Vivendo in due palazzine nella stessa via di Buenos Aires, una di fronte all’altra, i due tra numerosi presagi ed altrettanti ostacoli, sono inevitabilmente destinati ad incontrarsi…
La pellicola di Gustavo Taretto, che vede il suo debutto nel lungometraggio, racconta dell’incomunicabilità che affligge il nuovo secolo, che pure, in un trionfo di tecnologie, grazie ai numerosi fili che hanno oscurato il cielo della città, ha facilitato enormemente le comunicazioni tra gli esseri umani. Come dire: in virtù anche dei social network, chattiamo con il mondo intero, ma non conosciamo neanche il nostro vicino di casa.
Partendo dall’analisi dell’architettura “sbagliata” della capitale argentina, in apparente assenza di un qualsivoglia piano regolatore, risolta in pochi e brillantissimi minuti di inquadrature fisse sotto la voce fuori campo di Martín e paragonata alle bizzarrie delle persone, il film si concentra poi sulla presentazione dei due personaggi principali.
Il racconto, a metà tra Antonioni (ma molto più avvincente) ed Allen (citato con un brano di Manhattan passato in televisione), è zeppo di arguti simbolismi, pur restando estremamente godibile, e ci guida attraverso le vite dei protagonisti, fin da subito affini, ma “distanti” (seppur dirimpettai), fino al loro incontro più che annunciato, forse accelerandolo un poco. Le stesse “medianeras” del titolo sono le pareti confinanti dei palazzi, ma anche quelle che le persone creano per se stesse, creando i propri confini e determinando così la personalità, ma anche l’impenetrabilità da e verso gli altri. Non a caso la vita dei protagonisti inizia a cambiare quando, l’uno all’insaputa dell’altra, si fanno aprire, ai limiti della legalità, una finestra nel muro esterno.

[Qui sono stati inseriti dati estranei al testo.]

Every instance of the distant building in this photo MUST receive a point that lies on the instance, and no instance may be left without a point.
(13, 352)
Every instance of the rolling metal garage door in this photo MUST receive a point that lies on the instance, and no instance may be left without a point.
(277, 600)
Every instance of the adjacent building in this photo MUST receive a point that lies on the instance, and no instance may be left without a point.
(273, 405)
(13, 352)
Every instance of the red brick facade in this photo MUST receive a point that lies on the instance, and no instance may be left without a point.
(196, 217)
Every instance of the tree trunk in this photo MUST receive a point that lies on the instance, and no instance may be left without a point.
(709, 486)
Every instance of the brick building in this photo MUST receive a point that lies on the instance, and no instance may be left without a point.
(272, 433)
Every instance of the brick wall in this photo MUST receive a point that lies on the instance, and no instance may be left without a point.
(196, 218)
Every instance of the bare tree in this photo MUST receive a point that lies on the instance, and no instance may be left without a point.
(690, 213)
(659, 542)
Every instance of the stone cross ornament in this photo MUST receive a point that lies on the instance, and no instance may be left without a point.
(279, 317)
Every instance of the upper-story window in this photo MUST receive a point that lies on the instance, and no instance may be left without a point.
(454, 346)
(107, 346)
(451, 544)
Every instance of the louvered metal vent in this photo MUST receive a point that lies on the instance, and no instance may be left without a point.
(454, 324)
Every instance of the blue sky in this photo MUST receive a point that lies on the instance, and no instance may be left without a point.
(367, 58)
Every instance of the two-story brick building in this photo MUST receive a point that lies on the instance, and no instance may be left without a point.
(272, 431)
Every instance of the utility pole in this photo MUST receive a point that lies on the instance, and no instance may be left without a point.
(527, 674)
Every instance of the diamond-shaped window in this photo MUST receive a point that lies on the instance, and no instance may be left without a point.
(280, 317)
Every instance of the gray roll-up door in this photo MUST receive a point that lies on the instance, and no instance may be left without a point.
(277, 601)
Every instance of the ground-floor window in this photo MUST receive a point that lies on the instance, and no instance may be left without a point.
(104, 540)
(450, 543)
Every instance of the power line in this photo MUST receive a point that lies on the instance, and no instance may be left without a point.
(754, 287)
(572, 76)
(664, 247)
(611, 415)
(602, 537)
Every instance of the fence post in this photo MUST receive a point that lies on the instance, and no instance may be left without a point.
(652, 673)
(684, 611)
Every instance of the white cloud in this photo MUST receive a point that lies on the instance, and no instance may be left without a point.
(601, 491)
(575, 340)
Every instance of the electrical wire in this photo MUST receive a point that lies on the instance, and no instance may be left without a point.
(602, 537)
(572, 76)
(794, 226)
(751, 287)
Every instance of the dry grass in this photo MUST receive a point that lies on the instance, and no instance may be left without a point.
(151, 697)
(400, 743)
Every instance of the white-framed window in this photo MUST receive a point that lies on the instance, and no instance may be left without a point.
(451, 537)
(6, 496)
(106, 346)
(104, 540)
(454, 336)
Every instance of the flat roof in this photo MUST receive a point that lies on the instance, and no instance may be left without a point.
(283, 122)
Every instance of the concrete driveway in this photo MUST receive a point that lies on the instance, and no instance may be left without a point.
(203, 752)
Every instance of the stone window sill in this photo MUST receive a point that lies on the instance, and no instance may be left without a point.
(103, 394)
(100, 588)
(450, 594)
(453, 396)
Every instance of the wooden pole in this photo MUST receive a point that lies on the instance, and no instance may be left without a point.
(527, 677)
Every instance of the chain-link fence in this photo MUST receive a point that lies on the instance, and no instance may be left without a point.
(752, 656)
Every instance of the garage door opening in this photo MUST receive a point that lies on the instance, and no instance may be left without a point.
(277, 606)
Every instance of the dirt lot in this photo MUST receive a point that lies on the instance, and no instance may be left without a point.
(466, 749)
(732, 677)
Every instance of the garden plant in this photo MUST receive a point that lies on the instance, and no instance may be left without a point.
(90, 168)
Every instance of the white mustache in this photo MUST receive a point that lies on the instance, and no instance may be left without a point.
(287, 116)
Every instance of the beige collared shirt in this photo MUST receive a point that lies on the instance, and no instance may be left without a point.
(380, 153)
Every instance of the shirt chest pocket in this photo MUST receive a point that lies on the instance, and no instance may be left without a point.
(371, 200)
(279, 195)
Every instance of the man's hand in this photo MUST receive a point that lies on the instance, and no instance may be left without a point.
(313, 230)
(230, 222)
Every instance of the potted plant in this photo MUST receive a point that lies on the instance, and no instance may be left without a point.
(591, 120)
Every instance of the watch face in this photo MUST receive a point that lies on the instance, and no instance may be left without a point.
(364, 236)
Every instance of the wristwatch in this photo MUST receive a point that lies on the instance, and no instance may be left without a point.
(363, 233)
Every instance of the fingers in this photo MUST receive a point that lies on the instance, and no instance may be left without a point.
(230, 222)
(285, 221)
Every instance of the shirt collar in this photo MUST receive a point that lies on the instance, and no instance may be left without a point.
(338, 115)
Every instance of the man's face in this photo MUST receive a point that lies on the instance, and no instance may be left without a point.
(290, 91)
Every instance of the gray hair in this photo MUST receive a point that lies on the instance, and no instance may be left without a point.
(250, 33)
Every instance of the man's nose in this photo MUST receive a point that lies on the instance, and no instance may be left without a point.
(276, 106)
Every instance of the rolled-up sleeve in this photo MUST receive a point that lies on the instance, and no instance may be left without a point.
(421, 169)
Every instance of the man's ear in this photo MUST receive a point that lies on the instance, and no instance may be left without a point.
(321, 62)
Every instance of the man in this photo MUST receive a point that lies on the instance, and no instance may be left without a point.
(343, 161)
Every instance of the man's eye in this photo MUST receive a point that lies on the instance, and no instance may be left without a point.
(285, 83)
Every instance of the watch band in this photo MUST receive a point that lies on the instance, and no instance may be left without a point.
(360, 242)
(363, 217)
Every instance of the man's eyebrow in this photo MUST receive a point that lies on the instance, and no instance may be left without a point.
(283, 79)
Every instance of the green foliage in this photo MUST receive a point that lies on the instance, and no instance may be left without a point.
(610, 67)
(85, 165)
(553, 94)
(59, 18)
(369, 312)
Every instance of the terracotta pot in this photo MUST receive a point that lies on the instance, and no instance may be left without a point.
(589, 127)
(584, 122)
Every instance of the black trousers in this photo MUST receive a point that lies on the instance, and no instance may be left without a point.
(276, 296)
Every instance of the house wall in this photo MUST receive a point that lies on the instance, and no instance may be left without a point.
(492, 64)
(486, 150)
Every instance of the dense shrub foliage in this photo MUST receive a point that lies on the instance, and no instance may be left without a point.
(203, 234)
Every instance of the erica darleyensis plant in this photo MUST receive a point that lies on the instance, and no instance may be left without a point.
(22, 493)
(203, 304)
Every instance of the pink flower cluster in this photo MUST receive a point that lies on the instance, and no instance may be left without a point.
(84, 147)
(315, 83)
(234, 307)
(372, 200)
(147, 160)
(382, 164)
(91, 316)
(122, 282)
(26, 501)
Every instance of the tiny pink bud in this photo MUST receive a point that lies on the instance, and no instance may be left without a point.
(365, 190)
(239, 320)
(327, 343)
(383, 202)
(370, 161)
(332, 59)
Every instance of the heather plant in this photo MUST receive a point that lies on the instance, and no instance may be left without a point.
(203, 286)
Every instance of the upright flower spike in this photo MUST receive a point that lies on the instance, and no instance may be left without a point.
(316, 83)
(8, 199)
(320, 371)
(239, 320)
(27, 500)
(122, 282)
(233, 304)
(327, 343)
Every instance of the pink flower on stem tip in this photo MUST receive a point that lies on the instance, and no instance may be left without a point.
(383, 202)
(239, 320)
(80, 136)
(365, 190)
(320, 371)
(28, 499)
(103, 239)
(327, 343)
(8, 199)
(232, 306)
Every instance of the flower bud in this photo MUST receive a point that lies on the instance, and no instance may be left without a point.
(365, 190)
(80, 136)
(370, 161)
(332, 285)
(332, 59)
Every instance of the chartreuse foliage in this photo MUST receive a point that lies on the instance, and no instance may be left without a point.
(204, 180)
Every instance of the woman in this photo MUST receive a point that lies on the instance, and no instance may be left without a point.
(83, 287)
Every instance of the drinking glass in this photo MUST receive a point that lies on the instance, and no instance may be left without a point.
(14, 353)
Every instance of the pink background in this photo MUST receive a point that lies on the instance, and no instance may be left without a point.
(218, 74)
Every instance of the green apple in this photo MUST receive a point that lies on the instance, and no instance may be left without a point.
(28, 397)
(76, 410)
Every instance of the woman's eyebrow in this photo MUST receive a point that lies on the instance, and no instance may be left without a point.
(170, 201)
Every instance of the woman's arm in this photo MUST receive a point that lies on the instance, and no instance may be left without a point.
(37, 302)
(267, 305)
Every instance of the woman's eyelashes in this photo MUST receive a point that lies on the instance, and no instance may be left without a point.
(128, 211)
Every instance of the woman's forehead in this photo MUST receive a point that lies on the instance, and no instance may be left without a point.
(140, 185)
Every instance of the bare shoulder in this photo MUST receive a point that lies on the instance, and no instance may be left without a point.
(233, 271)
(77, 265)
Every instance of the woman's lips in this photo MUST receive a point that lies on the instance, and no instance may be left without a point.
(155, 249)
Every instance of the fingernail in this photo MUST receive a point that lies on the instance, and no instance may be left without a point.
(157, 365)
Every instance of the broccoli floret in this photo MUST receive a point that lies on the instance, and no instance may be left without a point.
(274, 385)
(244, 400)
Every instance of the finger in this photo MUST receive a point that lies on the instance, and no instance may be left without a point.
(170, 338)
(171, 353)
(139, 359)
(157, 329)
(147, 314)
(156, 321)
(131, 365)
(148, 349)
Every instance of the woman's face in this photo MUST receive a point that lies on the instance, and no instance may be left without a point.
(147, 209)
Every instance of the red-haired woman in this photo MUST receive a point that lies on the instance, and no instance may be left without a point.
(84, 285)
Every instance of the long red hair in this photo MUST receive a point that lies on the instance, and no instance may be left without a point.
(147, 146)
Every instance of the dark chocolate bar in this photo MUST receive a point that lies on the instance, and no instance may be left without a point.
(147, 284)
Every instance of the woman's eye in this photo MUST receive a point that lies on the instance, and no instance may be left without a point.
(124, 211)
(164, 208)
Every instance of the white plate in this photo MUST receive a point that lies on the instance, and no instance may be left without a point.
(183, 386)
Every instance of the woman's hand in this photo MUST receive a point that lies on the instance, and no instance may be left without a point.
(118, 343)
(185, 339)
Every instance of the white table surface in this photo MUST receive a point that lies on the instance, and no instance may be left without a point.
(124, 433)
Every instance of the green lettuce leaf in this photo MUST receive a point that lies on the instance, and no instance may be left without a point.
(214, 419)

Lo stile di Taretto attinge alla grafica ed in buona parte al fumetto, privilegiando le inquadrature fisse e ci regala alcune sequenze molto suggestive, come quella, esilarante, dell’incidente “canino” in strada (un cane si suicida buttandosi da un appartamento e provoca una serie di eventi inaspettati), quella dell’incontro “a lume di candela” nel negozio, appunto, per comprare le candele ed infine l’ultima – più di cinque minuti senza dialogo – che sancisce l’incontro dei due, seguita poi degnamente dal video su youtube, in cui Mariana e Martin, apparentemente prigionieri della rete (d’amore), cantano in playback “True Love Will Find You In The End” di Daniel Johnson.
Un film delicato ed imperdibile, che intrattiene gradevolmente mentre indaga minuziosamente sulla società odierna. Un’altra perla da un paese non sempre adeguatamente valutato, anche dal punto di vista cinematografico.
“Sono convinto che le separazioni e i divorzi, la violenza famigliare l’eccesso di canali di TV via cavo, l’incomunicabilità, la mancanza di desiderio, l’apatia, la depressione, i suicidi, le nevrosi, gli attacchi di panico, l’obesità, le tensioni muscolari, l’insicurezza, l’ipocondria, lo stress e la sedentarietà sono attribuibili agli architetti, responsabili delle costruzioni…”
RARO perché… è una commedia dagli “affetti speciali”.